The above, very formidable phrase plays an important part in Social Credit philosophy. We feel that the following explanation developed by J. W. Carruthers and printed in the New Times of Australia, the issue of October 2, 1959, is first-rate.

I want you to imagine that you had the choice of paying ten pounds per year to one of two telephone systems. The first of them had ten telephone subscribers altogether, and the other had a million subscribers. You would at once say, that for your 10 pounds subscription, you would get very much greater value by joining the system which had one million subscribers.... Or take another case: You were faced with the problem of rolling a heavy stone up a hill. A stone so heavy that one man could not move it. You also have at your disposal ten men and a rope. Would you use one of the men, pulling vainly for five minutes, and then substitute another and so forth, thus exhausting your ten men, without moving the stone? Or would you tie your rope to the stone and put the whole ten men on to pull it up the hill? We would naturally use the ten men at once, combining their forces with the aid of the rope. Now, in this simple instance we have an example of what Social Crediters call the Unearned Increment of Association. By associating together in an undertaking it is possible to do things which the same persons, who, when associating together are successful, would be unable to do if their endeavors were isolated. It is not too much to say that in this fact lies the whole basis of society from tribal days onwards. People have come to understand, that by associating together for various purposes they can achieve results which cannot be achieved without such association.
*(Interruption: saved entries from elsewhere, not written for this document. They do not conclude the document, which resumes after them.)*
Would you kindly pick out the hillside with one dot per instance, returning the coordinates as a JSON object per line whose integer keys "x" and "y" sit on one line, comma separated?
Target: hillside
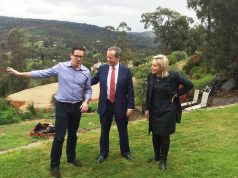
{"x": 66, "y": 32}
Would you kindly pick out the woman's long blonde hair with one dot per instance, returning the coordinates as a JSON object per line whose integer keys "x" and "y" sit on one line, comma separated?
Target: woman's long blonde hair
{"x": 163, "y": 62}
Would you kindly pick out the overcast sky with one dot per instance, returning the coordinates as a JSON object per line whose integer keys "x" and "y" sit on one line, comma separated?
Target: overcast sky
{"x": 96, "y": 12}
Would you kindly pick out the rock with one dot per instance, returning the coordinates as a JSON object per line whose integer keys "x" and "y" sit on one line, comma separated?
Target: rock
{"x": 229, "y": 85}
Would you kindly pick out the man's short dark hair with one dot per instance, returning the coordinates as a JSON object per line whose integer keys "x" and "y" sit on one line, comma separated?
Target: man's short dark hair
{"x": 77, "y": 48}
{"x": 116, "y": 49}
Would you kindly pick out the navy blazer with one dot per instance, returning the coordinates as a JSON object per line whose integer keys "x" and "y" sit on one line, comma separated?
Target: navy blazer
{"x": 124, "y": 97}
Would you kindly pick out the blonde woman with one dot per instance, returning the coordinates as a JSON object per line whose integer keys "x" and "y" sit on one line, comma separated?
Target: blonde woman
{"x": 163, "y": 107}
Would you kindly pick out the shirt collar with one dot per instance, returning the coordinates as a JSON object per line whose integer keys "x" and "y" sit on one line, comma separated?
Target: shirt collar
{"x": 116, "y": 66}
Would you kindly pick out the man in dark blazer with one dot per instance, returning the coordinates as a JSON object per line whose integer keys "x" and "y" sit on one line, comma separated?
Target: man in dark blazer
{"x": 116, "y": 99}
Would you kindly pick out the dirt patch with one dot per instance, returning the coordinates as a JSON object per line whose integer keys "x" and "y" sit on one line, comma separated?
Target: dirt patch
{"x": 41, "y": 96}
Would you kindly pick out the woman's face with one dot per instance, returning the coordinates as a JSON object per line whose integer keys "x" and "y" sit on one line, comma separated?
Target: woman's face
{"x": 155, "y": 67}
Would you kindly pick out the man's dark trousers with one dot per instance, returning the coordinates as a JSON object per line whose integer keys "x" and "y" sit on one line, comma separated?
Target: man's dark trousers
{"x": 67, "y": 117}
{"x": 106, "y": 121}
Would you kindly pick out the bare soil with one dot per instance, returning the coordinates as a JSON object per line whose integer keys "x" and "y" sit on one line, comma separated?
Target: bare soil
{"x": 40, "y": 96}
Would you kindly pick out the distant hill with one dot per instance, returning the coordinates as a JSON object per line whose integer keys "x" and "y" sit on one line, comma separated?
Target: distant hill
{"x": 67, "y": 33}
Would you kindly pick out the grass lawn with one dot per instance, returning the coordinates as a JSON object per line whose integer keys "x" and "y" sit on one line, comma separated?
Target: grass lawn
{"x": 205, "y": 145}
{"x": 15, "y": 135}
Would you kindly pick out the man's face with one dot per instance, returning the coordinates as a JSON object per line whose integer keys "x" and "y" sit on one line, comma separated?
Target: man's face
{"x": 77, "y": 57}
{"x": 112, "y": 60}
{"x": 155, "y": 67}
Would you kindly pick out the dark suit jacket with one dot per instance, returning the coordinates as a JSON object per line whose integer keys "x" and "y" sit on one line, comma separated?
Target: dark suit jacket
{"x": 124, "y": 97}
{"x": 172, "y": 87}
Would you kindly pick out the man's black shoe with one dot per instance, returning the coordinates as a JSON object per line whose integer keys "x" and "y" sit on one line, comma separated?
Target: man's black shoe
{"x": 101, "y": 158}
{"x": 162, "y": 165}
{"x": 54, "y": 172}
{"x": 153, "y": 160}
{"x": 127, "y": 156}
{"x": 76, "y": 163}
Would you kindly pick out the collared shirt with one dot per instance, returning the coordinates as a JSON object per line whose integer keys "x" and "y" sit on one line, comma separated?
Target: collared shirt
{"x": 109, "y": 78}
{"x": 72, "y": 83}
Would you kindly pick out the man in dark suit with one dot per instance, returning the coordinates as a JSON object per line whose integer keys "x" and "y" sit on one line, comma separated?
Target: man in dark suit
{"x": 116, "y": 99}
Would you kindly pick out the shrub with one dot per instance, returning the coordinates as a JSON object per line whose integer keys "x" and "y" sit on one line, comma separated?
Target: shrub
{"x": 180, "y": 55}
{"x": 201, "y": 83}
{"x": 31, "y": 108}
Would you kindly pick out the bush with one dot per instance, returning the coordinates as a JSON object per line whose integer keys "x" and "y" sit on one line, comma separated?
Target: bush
{"x": 201, "y": 83}
{"x": 180, "y": 55}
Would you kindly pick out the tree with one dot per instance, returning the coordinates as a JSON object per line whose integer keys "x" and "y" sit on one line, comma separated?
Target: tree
{"x": 170, "y": 28}
{"x": 222, "y": 36}
{"x": 123, "y": 42}
{"x": 18, "y": 53}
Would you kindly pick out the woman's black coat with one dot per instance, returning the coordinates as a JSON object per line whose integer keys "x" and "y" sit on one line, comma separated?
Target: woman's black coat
{"x": 172, "y": 83}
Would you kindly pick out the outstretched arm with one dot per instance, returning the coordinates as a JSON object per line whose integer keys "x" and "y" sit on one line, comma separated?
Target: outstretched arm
{"x": 16, "y": 73}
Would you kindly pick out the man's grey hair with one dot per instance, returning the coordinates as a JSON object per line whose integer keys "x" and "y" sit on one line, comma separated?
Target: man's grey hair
{"x": 116, "y": 49}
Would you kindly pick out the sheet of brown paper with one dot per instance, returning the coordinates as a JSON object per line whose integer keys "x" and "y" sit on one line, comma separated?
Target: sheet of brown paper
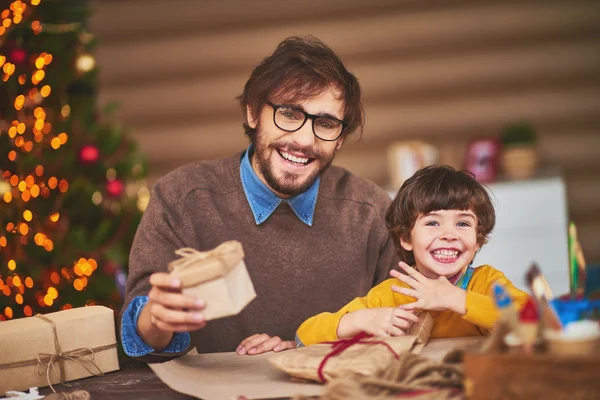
{"x": 226, "y": 376}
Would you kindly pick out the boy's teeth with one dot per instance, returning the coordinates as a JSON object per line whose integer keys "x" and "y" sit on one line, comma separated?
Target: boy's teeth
{"x": 299, "y": 160}
{"x": 446, "y": 253}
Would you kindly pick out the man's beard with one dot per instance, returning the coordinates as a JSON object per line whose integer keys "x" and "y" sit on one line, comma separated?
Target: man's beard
{"x": 288, "y": 184}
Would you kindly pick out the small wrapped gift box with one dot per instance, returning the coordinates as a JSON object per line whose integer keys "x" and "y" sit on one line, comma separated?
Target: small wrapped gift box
{"x": 219, "y": 277}
{"x": 362, "y": 355}
{"x": 58, "y": 347}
Now if you were able to measure the creative and productive capacity of say, three million adults in Australia (or Canada Ed.) who are estimated to be employable, taking their productive capacity individually and separated from any assistance, either from the rest or from any tools and processes which have developed amongst us as a community, and you add together these three million productive units separately, you would get a figure, which it would be fair to call, the round result of their individual efforts. In assessing what each individual could do under these conditions you would have to assume that he was totally uneducated because education is a communal inheritance and does not come to a man by his individual effort. You would have to assume that your three million twentieth century Australians had less intelligence than a Central Australian tribe of Aboriginals, that they had no tools, no knowledge of organization and had at their disposal merely undeveloped territory in the state to which nature, unaided, had brought it.

Now, consider these three millions of employable individuals operating with the best possible tools which are in existence at the present, and operating under the best possible management and directed by the best possible policy, towards a well defined and universally agreed objective. You will not dispute that the output of the three million, under these latter conditions, would be enormously greater than that of the three million acting as units without the assistance of the heritage of civilization. If you subtract the output for one year of the three million units from the three million acting as a community, you will get the unearned increment of association, and would probably not need to be assured that the figure under these conditions would be colossal.